In March 1700, Francois de Rohan-Soubise and his wife Anne de Rohan-Chabot bought the Hotel de Guise and in 1705 entrusted the task of updating it to the young architect Pierre-Alexis Delamere, who decided to change the orientation of the building by placing a new facade in classical style opposite the old south wing. The facade of the new residence consists of a risalite with double superimposed columns forming three spans of 3.50 m on two levels, topped with a triangular pediment. The cartouche of this pediment with the coat of arms of the de Rohan-Soubise family was destroyed during the Revolution. The slopes of the pediment are decorated with two reclining statues, allegories of Glory and Splendor, and each of its corners represents sculptures by Robert Le Lorrain.
On the site of the riding arena of the Hotel de Guise, he built a majestic courtyard 62 meters long, with rounded porticos forming a peristyle of 56 columns, opened by a crescent to the Rue Franck-Bourgeois. The work was completed in 1709.

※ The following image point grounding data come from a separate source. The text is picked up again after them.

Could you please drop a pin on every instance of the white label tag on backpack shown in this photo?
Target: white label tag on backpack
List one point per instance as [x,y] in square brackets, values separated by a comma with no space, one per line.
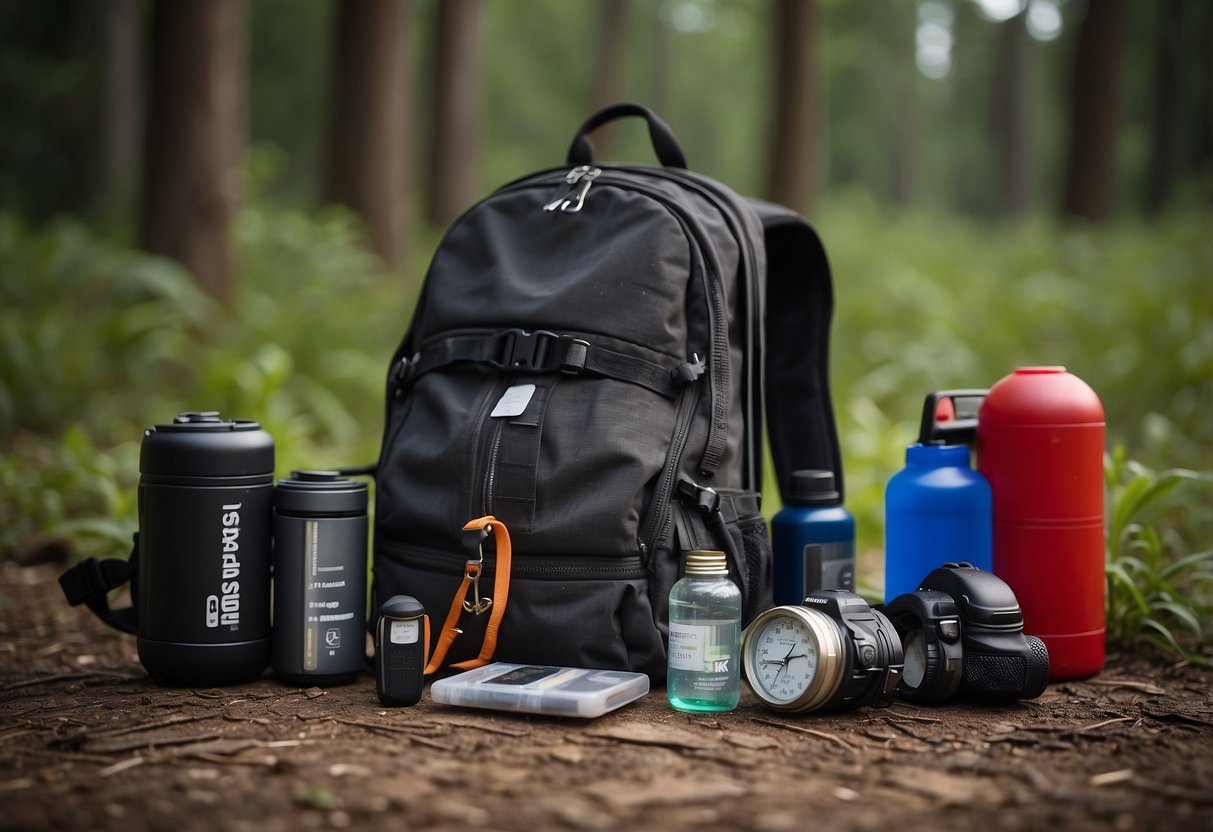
[513,402]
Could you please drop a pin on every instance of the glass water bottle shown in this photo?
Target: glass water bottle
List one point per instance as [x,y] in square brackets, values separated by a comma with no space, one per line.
[705,637]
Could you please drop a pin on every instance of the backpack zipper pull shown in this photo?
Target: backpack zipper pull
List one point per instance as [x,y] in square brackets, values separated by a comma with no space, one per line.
[571,198]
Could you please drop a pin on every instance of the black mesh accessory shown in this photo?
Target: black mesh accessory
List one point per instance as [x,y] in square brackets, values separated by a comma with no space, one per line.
[924,613]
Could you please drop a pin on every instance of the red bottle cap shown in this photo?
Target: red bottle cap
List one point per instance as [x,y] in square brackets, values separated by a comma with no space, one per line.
[1041,395]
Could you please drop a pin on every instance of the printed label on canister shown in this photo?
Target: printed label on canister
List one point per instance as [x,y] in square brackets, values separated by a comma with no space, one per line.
[829,566]
[324,587]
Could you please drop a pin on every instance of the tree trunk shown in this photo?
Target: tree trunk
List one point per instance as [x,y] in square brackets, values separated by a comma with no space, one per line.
[609,70]
[1163,147]
[792,176]
[193,177]
[1095,90]
[455,158]
[661,61]
[906,126]
[120,97]
[1012,117]
[369,141]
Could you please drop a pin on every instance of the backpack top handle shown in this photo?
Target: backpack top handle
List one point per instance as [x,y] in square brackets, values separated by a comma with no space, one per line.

In 1712, the residence was inherited by Francois de Soubise's eldest son, Hercules de Rohan-Rohan, Prince de Soubise, who commissioned architect Germain Boffran to renovate the apartments for his second wife, the young Princess Marie-Sophie de Courcillon. These apartments are one of the best examples of decorative art, a collective masterpiece thanks to the talent of the best artists, sculptors and ornamentalists of that time - Francois Boucher, Charles Natour, John the Baptist II Lemoine, Jacques Verbeckt, who were gathered at his construction site by Boffrand.
During the revolution, the Soubise hotel was leased and finally sold in favor of the creditors of the de Soubise family.
By the decree of the Emperor dated March 6, 1808, it was acquired by the state and officially transferred to the Archive of the Empire, for the needs of which it was rebuilt.
In 1867, the National Archival Museum was established here.